Rule 30(A) reads as follows:

"30(A) Notwithstanding anything contained to the contrary in any other rules, the services of any employee shall be terminated by the Company if:- (a) his post is abolished;

(b) he is declared on medical ground to be unfit for service in the Company, or (c) he remains on unauthorized absence for thirty days or more.

Explanation:

1. In a case of (a) & (b) above, the services shall be terminated after giving three months' notice to a permanent employee and one months' notice to a temporary employee or pay in lieu thereof in both the cases;

2. In the case of (c) above, services of any employee shall be terminated if he fails to explain his conduct satisfactorily within 15 days from the date of receipt of the Show Cause Notice by him. The Management shall be empowered to take a decision without resorting to further enquiries.

3.(a)The decision in case of (c) above would be taken only with the prior approval of a Screening Committee of 2 Directors/Executive Director to be constituted for this purpose by the Chairman & Managing Director.

(b) The reasons for the decision would be recorded in writing.

These rules are made effective with effect from 30th March, 1990." At this juncture, it is to be noted that the validity of a Rule similar to Rule 30(A) was considered by this Court in Pyare Lal Sharma v. Managing Director and Ors. (1989(3) SCC 448). In that case after having held that the concerned rule was intra-vires, on the facts of the case it was held the amended rule could not operate retrospectively and could operate only from the date of amendment and, therefore, on the facts of that case it was held that for a period prior to the introduction of the amended provision, action cannot be taken. In the instant case, the period of absence to which reference has been made by the appellants clearly related to a period subsequent to the date of introduction of the amended provision. That being so, the High Court has rightly not led any stress on that plea though urged by respondent-employee before the High Court.

That brings us to the crucial question as to whether the High Court's view is sustainable on the facts of the case.

There is no requirement in law that for continuing with fresh proceedings the charge sheet issued must indicate that the previous proceedings pending have been given a go by.

The employer is free to proceed in as many as departmental proceedings as it considers desirable. Even in a hypothetical case in two of the departmental proceedings the finding is in favour of the delinquent employee, yet in another departmental proceeding finding adverse to the delinquent officer can be recorded. Merely because the two proceedings were pending, that did not in any way stand on the way of the employer to initiate another departmental proceeding and that too on the basis of an amended provision which came into effect after initiation of the previous departmental proceeding. The High Court's view therefore is clearly unsustainable. The High Court had also observed that in the show cause notice there was no reference to Rule 30(A). This is not factually correct. As the records reveal clear reference was made to IDPL Corporate Office letter No.IDP/7/32/Estt/90 dated 24.9.1990. This related to the amendment of Rule 30(A). Additionally, the respondent- employee was not taken to surprise and no prejudice was caused to him by not mentioning of Rule 30(A) specifically.

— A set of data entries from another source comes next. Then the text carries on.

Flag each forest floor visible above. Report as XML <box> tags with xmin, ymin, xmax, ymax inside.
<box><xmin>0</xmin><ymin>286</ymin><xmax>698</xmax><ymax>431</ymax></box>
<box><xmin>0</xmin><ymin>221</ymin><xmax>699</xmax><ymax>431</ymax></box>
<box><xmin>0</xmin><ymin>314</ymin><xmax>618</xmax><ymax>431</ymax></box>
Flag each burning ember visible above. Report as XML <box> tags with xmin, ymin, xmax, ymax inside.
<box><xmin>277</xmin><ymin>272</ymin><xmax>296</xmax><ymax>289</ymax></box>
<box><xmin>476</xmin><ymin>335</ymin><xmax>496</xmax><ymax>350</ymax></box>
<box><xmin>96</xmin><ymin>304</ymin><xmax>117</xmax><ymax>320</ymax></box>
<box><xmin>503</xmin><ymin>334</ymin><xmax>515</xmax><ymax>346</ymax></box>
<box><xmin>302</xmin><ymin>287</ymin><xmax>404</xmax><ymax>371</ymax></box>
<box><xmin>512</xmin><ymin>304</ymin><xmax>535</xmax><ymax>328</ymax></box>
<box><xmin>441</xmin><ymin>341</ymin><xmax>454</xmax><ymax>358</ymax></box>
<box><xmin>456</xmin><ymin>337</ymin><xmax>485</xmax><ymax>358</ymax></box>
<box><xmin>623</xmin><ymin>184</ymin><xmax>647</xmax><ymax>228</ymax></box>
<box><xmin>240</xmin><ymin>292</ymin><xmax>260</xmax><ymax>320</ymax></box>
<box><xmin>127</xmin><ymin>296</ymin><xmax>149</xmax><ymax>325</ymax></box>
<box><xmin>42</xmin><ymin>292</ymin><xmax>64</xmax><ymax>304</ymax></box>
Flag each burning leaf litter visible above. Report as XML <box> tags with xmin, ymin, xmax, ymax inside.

On the other hand, from his reply dated 22.6.1990 it is clearly revealed that he knew that the proceeding was in terms of the amended Rule 30(A). His specific stand as is revealed from reply to the show-cause notice is that the company having become realized that it will not be in a position to establish the allegations forming foundation of the two departmental proceedings, has resorted to Rule 30(A). That being so, the High Court was not justified in drawing an adverse inference by concluding that non mention of Rule 30(A) specifically in the show cause notice vitiate the proceedings. There is no dispute that factors necessary to bring in application of Rule 30(A) existed. The High Court was also not justified in coming to the conclusion that the action of the authorities in initiating the proceedings in terms of Rule 30(A) is not bona fide.

Looked at from any angle, the High Court's order is indefensible and is set aside. The appeal succeeds but without any order as to costs.